Biswajit
Biswajit

Reputation: 323

How to set timeout value for Spring Boot Configuration server

I have a simple setup for with with spring boot ConfigServer and a client service which is calling the ConfigServer to get the configuration prop file details from GIT.

My Config server is working properly and I am able to get the prop file form GIT. But when I am trying to run the consumer server which will get the details from ConfigServer server I am getting one error... Error is as follows ...

Connect Timeout Exception on Url - http://localhost:8888. Will be trying the next url if available

localhost:8888 is the URL for my configServer , which I able to call directly from browser , but as I have a big prop file , its taking some time to retrieve it from GIT.

Configuration at configServer (application.properties)

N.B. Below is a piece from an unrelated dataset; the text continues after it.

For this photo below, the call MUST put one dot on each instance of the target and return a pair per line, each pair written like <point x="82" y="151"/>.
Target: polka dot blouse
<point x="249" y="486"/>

spring.application.name=config-server
server.port=8888
spring.cloud.config.server.git.uri=https://github.com/shibajiJava/MicroServiceDemo
spring.cloud.config.server.bootstrap=true

Configuration at Consumer Service (bootstrap.properties)

spring.application.name=configuration-service
spring.cloud.config.uri=http://localhost:8888
spring.cloud.config.server.bootstrap=true

Is there any thing to specify timeOut value at consumer end ? Thanks in advance...

Upvotes: 3

Views: 10590

Answers (2)

srini
srini

Reputation: 564

As a part of the Spring Config Client Documentation there are 2 properties available for configuring timeouts.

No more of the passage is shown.